I have to say, the Greeks know how to do Easter. Make no mistake. This is the most important holiday in our church. It is a beautiful week. I haven’t even begun to touch on what the week is really like. This is a sampling of a sampling of what it is like. It is so much more deep, so much richer than I have written here.
But one thing is clear. It is a powerful, beautiful, mysterious, humbling, healing and moving week. It is filled with tradition and ritual. It is about renewal and faith. And even though it is still too early to say, Xristos Anesti! Alithos Anesti!
Христос Воскресе, радост донесе! – Christ has Risen and brought the Joy!
Truly He is Risen!
Thanks for the article, Mary. I got home at 5 a.m. and as tired as I still am, it was beautiful.
Only fasting from red meat and dairy BEFORE Communion? What’s with that? But having only gotten about 3.5 hours sleep (I need to go back to bed for another hour before I have to get ready for Agape Vespers at noon), I might not be totally coherent.
Indeed He is Risen! A joyous Pascha to Father Stephen and all!
Last night I attended a divine liturgy for the first time. It was quite an introduction. I have never been to a church that has celebrated the resurrection as such a reality. The service is long over, but the truth remains: Xριστός ανέστη! He has trampled death by death and to those in the tombs is granting life.
Our third Holy Pascha as Orthodox Christians! The blessings to our family continue to flow! God be praised! Christ is Risen!
Our parish being a pan-ethnic parish the following is printed in the buliten… and much fun is had at with some of the pronuneations by the poor southern converts. 😉
Christ is risen! Indeed He is risen!
Christos anesti! Alithos anesti! (Greek)
Al Massiah qam! Haqqan qam! (Arabic)
Cristos vaskres! Va-istinu vaskres! (Serbian)
Khristos voskrese! Voistinu voskrese! (Russian)
Cristos a inviaht! Adevarat a-inviaht! (Romanian)
Cristo ha resucitado! Realmente ha resucitado! (Spanish)
Kriost eirgim! Eirgim! (Gaelic)
The Gaelic was new this year.
Im Glad you feel the same way too – geart blog – He’s risen!
Христос Воскресе!
Christ Is Risen!
I cannot possibly express in words all my feelings in this joyous moment of the Feast of Feasts!!

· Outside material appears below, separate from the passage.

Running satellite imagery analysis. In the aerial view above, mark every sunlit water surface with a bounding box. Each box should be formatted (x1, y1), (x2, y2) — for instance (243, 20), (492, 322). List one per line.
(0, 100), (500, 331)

Rita’s piece is so expressive and yet, as she says, words cannot fully express the majesty and power of any of the Holy Week services.
He is risen indeed!
“Only fasting from red meat and dairy BEFORE Communion? What’s with that? ”
Theodora Elizabeth.
Possibly just a misplaced truncation. I don’t think Rita meant “before communion” only, but for the entire 40 days.
Christos Anesti!
Alithos Anesti!
Revelation
I go away … was all we heard
the night we crossed the little Kedron.
Revelation began like that,
a painful secret.
The garden had secrets too.
So like a kiss the calm
beneath the trees, our eyes
gave in and our arms
curled about our hearts
as if to cure
the agony of those words
with medicine of sleep.
A little sleep,
a little folding of hands,
slipping truant from His side
we drew away in slumber.
And come again …
Had we dreamed it between the flashes
of winding streets, the snowy colt,
the rain of palms, the disturbing glory?
And then
the everlasting conspicuous death,
the scissored earth, bludgeoned sun,
the steep of Hell invert ―
That Dawn!
So like a kiss
the joyous divulgence
Thy Kingdom Come!
Feast of Great Pascha
Indeed He is Risen!
Hope you have a wonderful Bright Week, Father!
Truly He is risen!
Indeed He is Risen! Happy Pasca! Joyous Bright Week!
Indeed He is Risen!
I was received into the Church on Palm Sunday so this is my first pascha as an Orthodox Christian!
Christos Anesti!
This was my first experience of Orthodox Lent and Easter, and I pray that next year at this time I am no longer a catechumen.